It’s important when running your own business that you have a close watch over your cash flow to ensure it’s both healthy and stays ’in the pink’. How best can you do this? Here are 10 top tips…

  1. Budget, budget, budget – Budgeting for your business can be hard, but it is also extremely important as it allows you to plan for any future hurdles and possible windfalls. When creating your budget, think about the future. What might change? What will stay the same? Plan for both fixed and variable costs. Think about how you can cut costs too.
  2. Forecast the future – As well as budgeting, a forecast can help you to understand when you expect inflows and outflows of cash. With this in mind, you’ll be able to plan for outgoings such as tax bills and it will allow you to know when cash is not so readily available, meaning you’ll be able to act to try and help with this before it’s too late.
  3. Supplier payments – If you use suppliers such as freelancers, printers or even for stationery, they will have terms and conditions for when you need to pay them by. Try to haggle with them to extend the payment terms. This will help to keep cash in your bank for as long as possible, but don’t be mean as they need to pay their bills as well.
  4. Customer invoices – Just like with suppliers, you will have payment terms which require those who use your services or buy your product to pay within a certain time. To help with your cash flow, you will want to keep these to a minimum so where possible, make them 30 days. For some, you may even be able to use payment terms that are less than this such as 14 days.
  5. Those annoying, late payers – It is inevitable. No matter how hard you try to agree payment terms that will be best for your cash flow, there will be a customer or client who doesn’t pay on time. Make sure you have a plan in place to deal with this, maybe someone in the office who can chase the payment or an external company who offers a debt collecting service. If you do use one of these, make sure they are regulated by the Federal Trade Commission.

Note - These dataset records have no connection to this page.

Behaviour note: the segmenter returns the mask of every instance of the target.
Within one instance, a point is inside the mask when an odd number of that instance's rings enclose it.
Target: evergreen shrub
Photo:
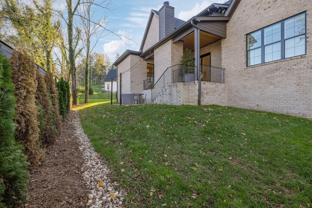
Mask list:
[[[51,72],[48,72],[44,76],[44,81],[48,88],[48,93],[52,101],[51,119],[53,123],[55,124],[56,129],[59,133],[60,132],[61,119],[59,115],[58,100],[58,91],[55,86],[53,74]]]
[[[57,83],[56,85],[58,93],[59,114],[62,116],[63,120],[64,120],[70,108],[69,84],[62,77]]]
[[[40,130],[37,120],[39,109],[35,97],[37,81],[35,78],[38,69],[30,57],[20,51],[12,51],[10,60],[16,99],[15,140],[24,146],[24,153],[27,156],[31,167],[38,167],[43,156],[39,141]]]
[[[8,60],[0,55],[0,207],[25,200],[28,163],[14,141],[15,97]]]
[[[38,84],[36,92],[36,104],[39,109],[38,121],[39,123],[40,140],[44,145],[52,144],[58,135],[57,127],[53,119],[52,104],[47,86],[39,70],[36,70]]]

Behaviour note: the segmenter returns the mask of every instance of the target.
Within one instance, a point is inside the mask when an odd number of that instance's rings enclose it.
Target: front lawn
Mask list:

  6. Share with those you trust – If there are people that you trust and who you think would be an asset to your business, bring them on board through shares or selling them equity so they have a share in your organisation.
  7. Staff levels – It’s hard to get the right balance of staff for your business, especially if you are growing rapidly, but having too many full-time employees can harm your cash flow. Consider hiring part-time employees who might look to go full-time in the future or look at using more flexible resources such as freelancers.
  8. Product faults and warranties – Offering your customers a warranty for their product in case it’s faulty is a good idea but not if you are not unable to easily track when they purchased their product. Use a software to help track serial numbers so when a customer claims their product is faulty, you can easily see when they bought it and if it is still covered under the warranty.
  9. Too much stock – It’s difficult to know how much stock to hold because you don’t want to put customers off by products being out of stock but you also don’t want to have too much and for it to go out of fashion or date (and therefore not earning you any value). If you can, invest in software that’ll help with this because in the long-term, it’ll help with business efficiency and reduce your costs, increasing cash flow.
  10. Keep expenses under control – Another way software can help your business is by tracking expenses, especially if you have employees claiming for expenses too. If you can, try to charge expenses on to your clients as well, as this will help to reduce your reliance on your cash flow.